The October 26 edition of US News and World Report discusses the importance of Medicare reform in the health care debate:
About 45 million elderly or disabled people get their health insurance from Medicare. In 2008, it cost the government about $450 billion. The figure is growing rapidly, consuming ever larger chunks of the federal budget, something Congress desperately wants to fix as part of healthcare reform. But as events last week showed, Congress so far isn't up to the task. The challenge played out over what might seem like a mundane topic: a mathematical formula. Called "the sustainable growth rate," it determines how much the government pays doctors for seeing Medicare patients. And by almost all accounts it's deeply flawed...

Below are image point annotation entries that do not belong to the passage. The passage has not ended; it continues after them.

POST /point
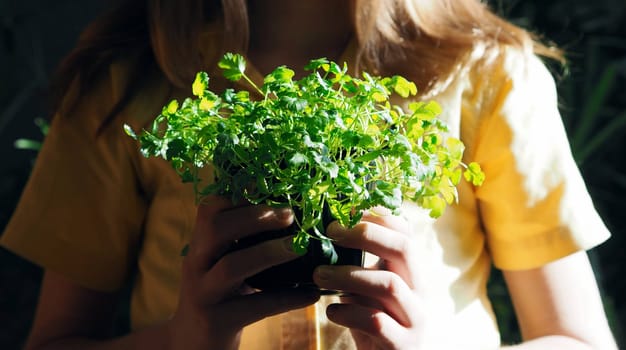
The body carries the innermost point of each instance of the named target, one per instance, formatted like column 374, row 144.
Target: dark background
column 35, row 34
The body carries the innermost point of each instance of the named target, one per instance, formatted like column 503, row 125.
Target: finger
column 245, row 310
column 232, row 269
column 200, row 243
column 386, row 288
column 383, row 216
column 377, row 324
column 233, row 223
column 388, row 244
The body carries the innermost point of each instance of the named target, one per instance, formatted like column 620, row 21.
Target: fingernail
column 323, row 272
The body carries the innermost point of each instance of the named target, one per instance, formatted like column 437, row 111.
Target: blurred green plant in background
column 35, row 34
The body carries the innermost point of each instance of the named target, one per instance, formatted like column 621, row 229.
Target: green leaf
column 474, row 174
column 234, row 66
column 327, row 140
column 329, row 251
column 200, row 84
column 129, row 131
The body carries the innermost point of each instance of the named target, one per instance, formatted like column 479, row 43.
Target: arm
column 558, row 306
column 73, row 317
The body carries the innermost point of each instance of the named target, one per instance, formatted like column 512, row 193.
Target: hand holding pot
column 383, row 309
column 214, row 304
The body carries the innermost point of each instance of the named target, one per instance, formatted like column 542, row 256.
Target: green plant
column 326, row 140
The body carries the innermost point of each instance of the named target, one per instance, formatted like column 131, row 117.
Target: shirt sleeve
column 534, row 204
column 81, row 211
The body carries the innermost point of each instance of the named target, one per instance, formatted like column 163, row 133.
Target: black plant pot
column 297, row 273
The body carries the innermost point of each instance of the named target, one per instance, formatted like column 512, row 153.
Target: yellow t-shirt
column 98, row 212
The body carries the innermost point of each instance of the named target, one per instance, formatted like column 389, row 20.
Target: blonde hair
column 434, row 34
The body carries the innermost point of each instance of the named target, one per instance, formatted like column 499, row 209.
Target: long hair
column 435, row 34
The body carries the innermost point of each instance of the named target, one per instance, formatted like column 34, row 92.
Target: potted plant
column 328, row 145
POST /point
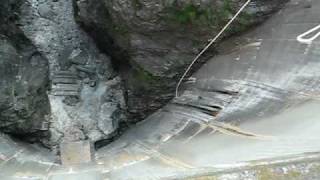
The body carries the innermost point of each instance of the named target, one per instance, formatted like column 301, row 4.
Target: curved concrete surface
column 256, row 103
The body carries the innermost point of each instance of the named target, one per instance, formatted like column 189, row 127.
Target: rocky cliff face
column 24, row 105
column 54, row 80
column 158, row 39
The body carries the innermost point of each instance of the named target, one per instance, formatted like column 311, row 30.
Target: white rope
column 302, row 38
column 207, row 47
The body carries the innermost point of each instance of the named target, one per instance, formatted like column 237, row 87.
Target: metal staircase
column 65, row 83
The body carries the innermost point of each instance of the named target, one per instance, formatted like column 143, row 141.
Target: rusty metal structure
column 256, row 104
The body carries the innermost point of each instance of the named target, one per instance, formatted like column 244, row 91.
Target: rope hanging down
column 211, row 42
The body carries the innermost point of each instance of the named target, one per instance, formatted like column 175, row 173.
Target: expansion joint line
column 209, row 44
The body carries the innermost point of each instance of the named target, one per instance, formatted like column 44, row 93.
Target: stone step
column 64, row 81
column 66, row 87
column 74, row 76
column 65, row 93
column 67, row 73
column 75, row 153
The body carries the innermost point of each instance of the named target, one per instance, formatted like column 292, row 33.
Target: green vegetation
column 194, row 14
column 191, row 14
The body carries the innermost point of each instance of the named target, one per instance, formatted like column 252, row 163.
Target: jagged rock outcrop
column 24, row 105
column 85, row 94
column 159, row 38
column 54, row 82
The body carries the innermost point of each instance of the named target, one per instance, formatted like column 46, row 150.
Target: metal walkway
column 256, row 104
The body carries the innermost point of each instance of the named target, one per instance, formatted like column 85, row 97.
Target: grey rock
column 23, row 80
column 77, row 109
column 158, row 39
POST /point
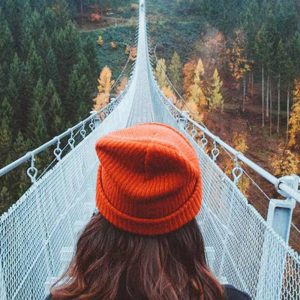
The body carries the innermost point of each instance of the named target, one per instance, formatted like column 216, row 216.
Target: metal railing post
column 273, row 261
column 3, row 295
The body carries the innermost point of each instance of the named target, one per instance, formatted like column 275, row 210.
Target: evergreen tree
column 6, row 42
column 216, row 100
column 53, row 109
column 6, row 114
column 90, row 54
column 175, row 70
column 37, row 128
column 51, row 67
column 160, row 73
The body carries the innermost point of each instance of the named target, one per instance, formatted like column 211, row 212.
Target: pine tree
column 51, row 67
column 6, row 42
column 294, row 122
column 6, row 114
column 105, row 83
column 160, row 73
column 37, row 128
column 216, row 100
column 175, row 70
column 53, row 109
column 90, row 53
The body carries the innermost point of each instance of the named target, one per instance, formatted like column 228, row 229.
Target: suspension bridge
column 38, row 233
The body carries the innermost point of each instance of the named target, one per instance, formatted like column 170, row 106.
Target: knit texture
column 149, row 179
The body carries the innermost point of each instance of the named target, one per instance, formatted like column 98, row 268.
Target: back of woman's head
column 113, row 264
column 146, row 243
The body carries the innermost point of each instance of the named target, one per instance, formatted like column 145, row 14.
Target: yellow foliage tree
column 238, row 63
column 188, row 76
column 196, row 89
column 169, row 94
column 216, row 100
column 105, row 83
column 285, row 163
column 294, row 121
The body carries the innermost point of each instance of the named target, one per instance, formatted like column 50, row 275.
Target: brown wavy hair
column 112, row 264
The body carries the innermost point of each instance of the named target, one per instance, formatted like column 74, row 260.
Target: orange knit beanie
column 149, row 179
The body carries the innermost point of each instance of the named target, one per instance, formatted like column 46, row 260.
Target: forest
column 232, row 64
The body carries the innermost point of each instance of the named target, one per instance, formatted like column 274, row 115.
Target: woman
column 145, row 242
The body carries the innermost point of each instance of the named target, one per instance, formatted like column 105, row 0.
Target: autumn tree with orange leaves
column 105, row 84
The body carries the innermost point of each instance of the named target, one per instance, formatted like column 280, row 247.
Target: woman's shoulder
column 231, row 293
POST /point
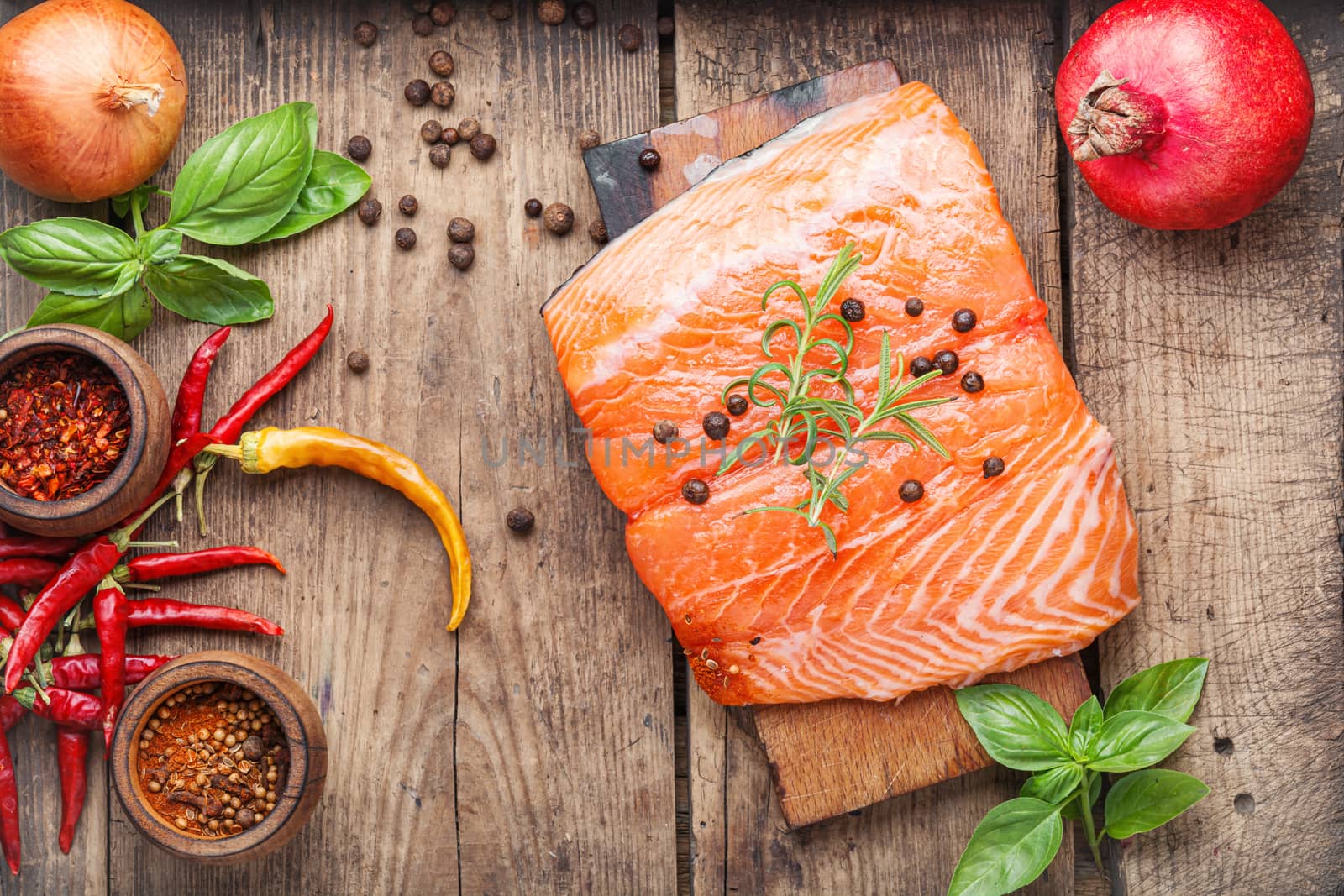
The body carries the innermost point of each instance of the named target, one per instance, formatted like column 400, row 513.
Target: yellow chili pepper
column 270, row 449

The White House and Democrats definitely want doctors' support for healthcare reform, so last week Senate leaders tried to address their concerns--not easy, given that the problem goes back to 1997, when the formula was created. Back then, Congress wanted to balance the budget, and one of the things it did was to tell doctors that the government would pay them only so much for their services and would cut those amounts if necessary. But in the past decade, Congress has basically pushed off cuts, year after year, letting them add up instead. That means that in January, unless Congress steps in again, doctors are looking at a 21 percent cut.
"It leaves the physician community in a very difficult spot," says James Rohack, president of the American Medical Association. If that cut goes into effect, it's basically telling doctors, "OK, we want you to limit access to Medicare patients," he says.
Last week, in an attempt to get physician support for health care reform, Senate Democrats put forth a bill that would have put a 10 year freeze on any more cuts to reimbursement rates but the bill only got 47 of the 60 votes it needed to reach the Senate floor.
[T]he vote ... underscores a very real dilemma facing Congress and the country. On one hand, government spending on healthcare continues to go up, so there is pressure to find ways to curb spending. On the other hand, the government pays doctors only part of what it costs to treat a patient (about 80 percent of the full cost, according to estimates), meaning that any deep cuts to doctors will most likely drive some out of business, as Rohack suggests. So the pressure is on Congress to find some way to spend less on healthcare without making it harder for the most vulnerable patients to find a doctor.